我が国での最初の男女神といえば、ご存知、イザナギとイザナミです。
イザナギとイザナミは、日本書紀では
 伊弉諾尊(いざなぎのみこと)
 伊弉冉尊(いざなみのみこと)
と書いています。
何度も繰り返して申し上げていますが、日本書紀は全編漢字で書かれていますが、いわゆる漢文で書かれた書ではありません。
あくまで大和言葉を漢字を使って記したものです。
つまり、大和言葉の意味するものに近い意味の漢字を用いて書かれています。
そこで伊弉諾、伊弉冉の漢字をひもとくと、
「伊」=神聖なものを手にした人
「弉」=さかんなこと
「諾」=ご神意に応えること
「冉」=しなやか
「尊」=尊い存在
そこから、
「伊弉諾尊」=力にあふれた神聖で尊い神
「伊弉冉尊」=神聖でしなやかで尊い神
という意味をもたせて伊弉諾、伊弉冉を記しているとわかります。
女性は、しなやかで美しい存在であり、男性は力にあふれた凛々しい存在であるとしているわけです。
そしてこの両者ともに「伊」、つまり「神聖なものを手にした人」という意味の漢字が使われています。
もちろん、神様なのですから、神聖な御存在であることは間違いないのですが、それだけなら、むしろ「聖」という字も他にあるわけです。
それをあえて意図して「伊」を用いたということは、男女の原点となるイザナギ、イザナミが、いずれも神聖であること、そしてそのことが、そのまま、
「男女ともに神聖なものを持っているのですよ」
ということを、日本書紀を書いた人たちは描いたといえるのではないでしょうか。
すなわち、男も女も、役割の違いこそあれ、互いにどちらもが神聖なものを内包しているというわけですから、伊弉諾、伊弉冉という御神名に、男女はどちらもが神聖であり、どちらもが対等な存在であるということがここに描かれていることになります。
そしてそのうえで、男は「弉(さかん)」であり、女は「冉(しなやか)」と書いているわけです。
対等だけれど、役割が違う。
その役割を果たす上で、
男はどこまでも勇敢であり、勇壮であり、力強く元気であること。
女は、つねにしなやかでうつくしい存在であること
と述べられているわけです。
人は誰しも歳をとります。
しかし心の美しさは、歳とともに増していきます。
これは男も女も同じです。
小野小町といえば、我が国最高の美女とされる女性です。
けれど小町の肖像画はないし、写真もありません。
しかも小町を本邦最高の美女と言ったのは、小町が死んで200年も経ったあとの紀貫之です。

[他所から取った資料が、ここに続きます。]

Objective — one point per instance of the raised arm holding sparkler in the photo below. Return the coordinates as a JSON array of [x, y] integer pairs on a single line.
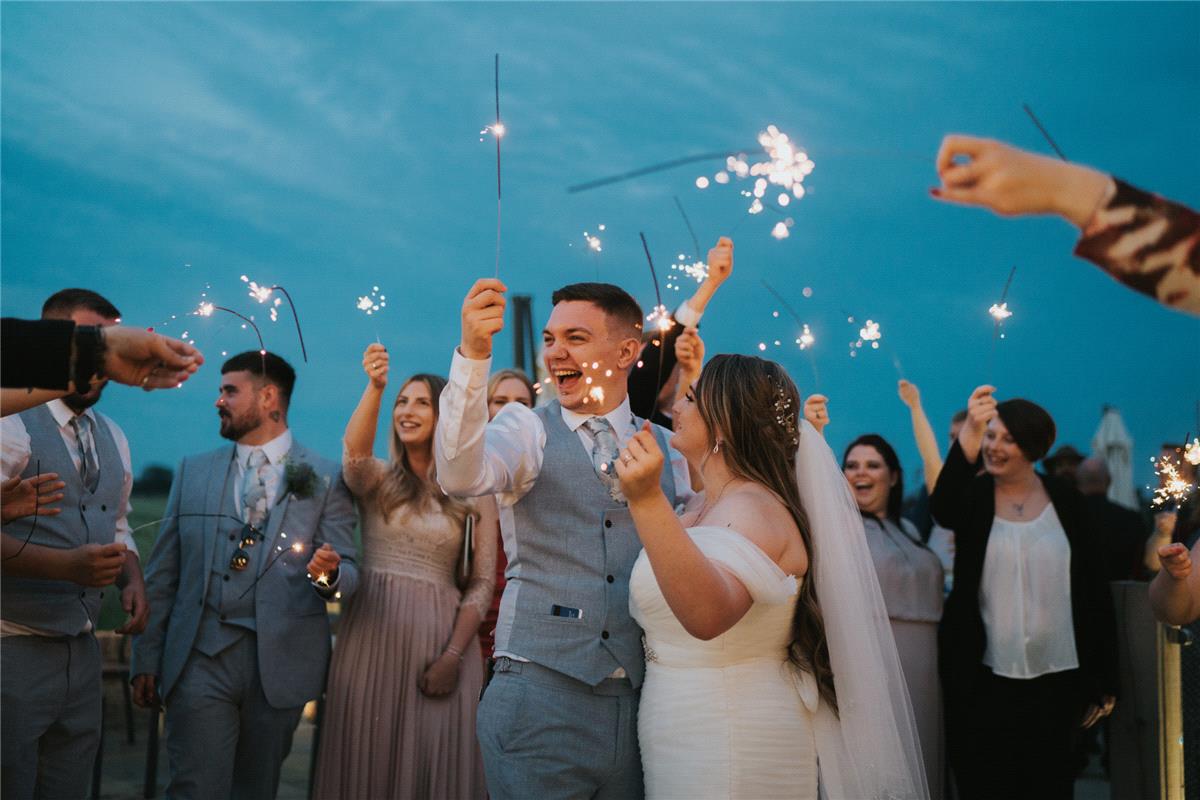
[[1143, 240]]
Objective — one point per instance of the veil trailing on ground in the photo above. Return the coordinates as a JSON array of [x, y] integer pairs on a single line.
[[869, 749]]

その紀貫之が、どうして小町をたたえたのかといえば、次の歌が素晴らしかったからです。
 花の色は うつりにけりな いたづらに
 わが身世にふる ながめせしまに
この歌は、小町晩年の作とされます。
いくつになっても「私、まだ咲いているわよ」と詠んだこの歌は、いくつになっても美しくあろうとする小町の心の美しさの歌でもあります。

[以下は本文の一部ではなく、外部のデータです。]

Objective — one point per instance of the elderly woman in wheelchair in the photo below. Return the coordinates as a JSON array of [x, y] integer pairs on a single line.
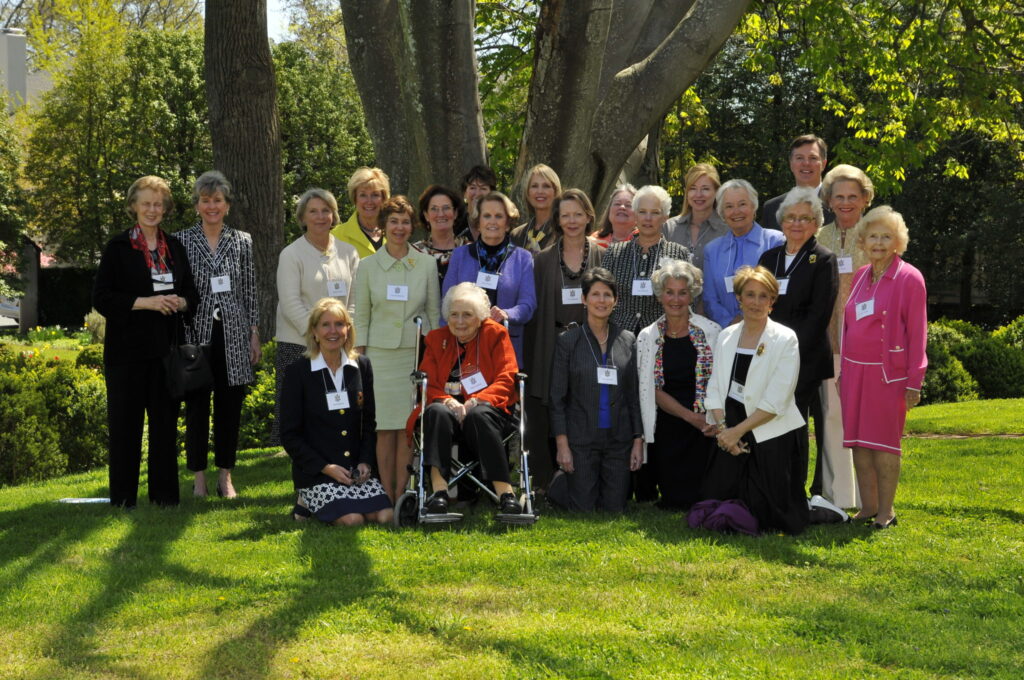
[[470, 367]]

この心は上にあるオードリーヘップバーンの詩もまた同じなのではないか。
男性もまた、いくつになっても瞳の輝きを失わない、そういう男でありたいと思います。
そういえばウイル・スミスがある映画で、20代の若者と50代の自分と、一人二役を演じたことがありました。
その撮影のとき、ウイル・スミスは役作りの中で、同じ自分なのに、20代の頃と50代の人物では、瞳の輝きが違っていることに気付いたのだそうです。
若い時は、誰もが希望にかがやく瞳を持っている。
けれども50代になると、その瞳に年輪による思慮が重なる。
それによって、まったく瞳が違っていることに気付いたのだそうです。
なるほどなあと思いました。
ですから男としての瞳の輝きは、ただ若いままということではなくて、そこには思慮という年輪が重なったものでなければならないし、さりとて、未来への希望を失ってはいけない。
心の美しさは、その人の瞳に宿る。
(The beauty of a woman must be seen from in her eyes.)
良い言葉です。
オードリー・ヘップバーンからイザナギ、イザナミ、小野小町、ウイル・スミスなど、様々な人物が登場しました。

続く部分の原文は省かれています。